In times of lockdowns where institutions and museums stay closed, but galleries remain open, galleries take on the responsibility of keeping the discussion and dialogue open in order to remain a place of culture. If Yesterday Was tomorrow What Is Today presents positions with notes on contemplation in Minimalism, Neo Expressionism, Drawing and figurative Painting.


The disruption that societies experience in a crisis, in systematic faults of truth and facts, in fractured cracks of time, in the form of materiality, through state power; it rises in movements, it oscillates between impatience, silence and inquietude in transitional times. When meanings are inconstant, yet remain the same, time eludes its expediency.


»What seems natural to us is probably just something familiar in a long tradition that has forgotten the unfamiliar source from which it arose. And yet this unfamiliar source once struck man as strange and caused him to think and to wonder.« Our reliance on the current interpretation of the thing is only seemingly well-founded, Martin Heidegger made a notable impact on time and being in subsequent philosophy, art theory and other fields. The history of arts is a history of pigments and dyes, oils, acrylics, silver nitrate and gelatine, one could use them to paint, to make a photograph, to print on the pages of a book or in contemporary artistic production today. Images have begun to intervene in everyday life, their functions changing from representation to activation, operations and enforcement. 

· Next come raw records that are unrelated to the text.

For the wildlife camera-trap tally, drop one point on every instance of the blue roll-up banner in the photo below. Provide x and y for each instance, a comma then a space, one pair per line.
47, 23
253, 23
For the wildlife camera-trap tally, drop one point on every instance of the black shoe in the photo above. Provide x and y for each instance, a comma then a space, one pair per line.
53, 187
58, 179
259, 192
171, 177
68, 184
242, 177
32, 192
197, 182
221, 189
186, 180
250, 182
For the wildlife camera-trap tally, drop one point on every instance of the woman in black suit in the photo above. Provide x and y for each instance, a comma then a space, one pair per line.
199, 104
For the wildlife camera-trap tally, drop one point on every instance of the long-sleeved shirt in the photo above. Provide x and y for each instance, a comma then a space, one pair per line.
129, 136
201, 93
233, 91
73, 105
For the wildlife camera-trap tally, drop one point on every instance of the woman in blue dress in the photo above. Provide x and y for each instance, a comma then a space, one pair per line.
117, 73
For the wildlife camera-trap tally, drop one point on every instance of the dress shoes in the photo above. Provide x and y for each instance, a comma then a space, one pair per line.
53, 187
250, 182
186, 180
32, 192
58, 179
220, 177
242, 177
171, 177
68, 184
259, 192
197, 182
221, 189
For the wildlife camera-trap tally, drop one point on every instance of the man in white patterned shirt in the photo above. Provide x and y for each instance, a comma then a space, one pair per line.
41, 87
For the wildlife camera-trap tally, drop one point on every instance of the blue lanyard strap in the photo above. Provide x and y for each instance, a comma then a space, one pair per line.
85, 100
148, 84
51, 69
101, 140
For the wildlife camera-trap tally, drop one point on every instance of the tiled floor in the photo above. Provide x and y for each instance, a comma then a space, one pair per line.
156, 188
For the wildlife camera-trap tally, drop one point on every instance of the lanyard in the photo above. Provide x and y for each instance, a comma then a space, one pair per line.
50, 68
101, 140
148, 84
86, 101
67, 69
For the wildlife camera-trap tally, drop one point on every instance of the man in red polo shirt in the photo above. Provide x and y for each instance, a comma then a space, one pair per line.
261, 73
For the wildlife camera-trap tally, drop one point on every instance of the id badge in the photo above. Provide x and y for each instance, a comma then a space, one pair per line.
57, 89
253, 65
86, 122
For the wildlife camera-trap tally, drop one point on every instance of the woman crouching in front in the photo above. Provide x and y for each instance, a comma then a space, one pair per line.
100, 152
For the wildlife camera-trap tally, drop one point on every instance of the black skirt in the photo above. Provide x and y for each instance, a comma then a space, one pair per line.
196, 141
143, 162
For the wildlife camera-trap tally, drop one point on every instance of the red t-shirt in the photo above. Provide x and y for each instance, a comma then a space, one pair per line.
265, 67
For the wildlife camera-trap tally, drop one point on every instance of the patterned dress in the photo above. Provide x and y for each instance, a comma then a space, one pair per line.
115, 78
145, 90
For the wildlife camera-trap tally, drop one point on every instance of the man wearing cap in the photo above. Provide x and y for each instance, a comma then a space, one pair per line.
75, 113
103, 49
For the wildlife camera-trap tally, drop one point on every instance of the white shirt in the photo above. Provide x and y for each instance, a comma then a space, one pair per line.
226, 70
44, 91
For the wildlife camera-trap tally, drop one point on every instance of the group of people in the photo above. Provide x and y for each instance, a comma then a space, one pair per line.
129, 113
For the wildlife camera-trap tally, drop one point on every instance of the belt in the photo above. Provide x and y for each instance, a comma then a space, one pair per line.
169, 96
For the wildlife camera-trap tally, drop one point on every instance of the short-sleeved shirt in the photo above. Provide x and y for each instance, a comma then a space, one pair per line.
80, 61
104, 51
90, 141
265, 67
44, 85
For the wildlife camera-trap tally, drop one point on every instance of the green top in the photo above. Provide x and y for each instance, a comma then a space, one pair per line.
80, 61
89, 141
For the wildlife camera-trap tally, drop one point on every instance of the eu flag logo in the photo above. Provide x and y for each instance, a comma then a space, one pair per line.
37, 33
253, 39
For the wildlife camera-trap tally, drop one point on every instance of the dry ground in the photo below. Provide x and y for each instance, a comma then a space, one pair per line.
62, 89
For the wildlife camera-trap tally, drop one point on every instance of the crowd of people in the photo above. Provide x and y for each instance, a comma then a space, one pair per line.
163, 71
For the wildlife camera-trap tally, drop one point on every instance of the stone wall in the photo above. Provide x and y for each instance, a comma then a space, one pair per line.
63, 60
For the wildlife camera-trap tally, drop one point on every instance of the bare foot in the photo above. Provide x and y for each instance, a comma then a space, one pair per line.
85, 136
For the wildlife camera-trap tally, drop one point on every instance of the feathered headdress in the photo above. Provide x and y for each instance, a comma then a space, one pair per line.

If Yesterday Was tomorrow What Is Today presents a generation of artists who grew up with the internet, in a constant state of ecological crisis and debate about immigration. The themes are centered on the scenarios of solitude, phobia, of desire and radical doubt in the artist’s studio. On historical acts of displacement and trauma, opposed with the potency of isolation and of inherent instability in interconnected worlds, we see the need for new ways to construct visual archives and emphasize the contemporary production and documentation of today.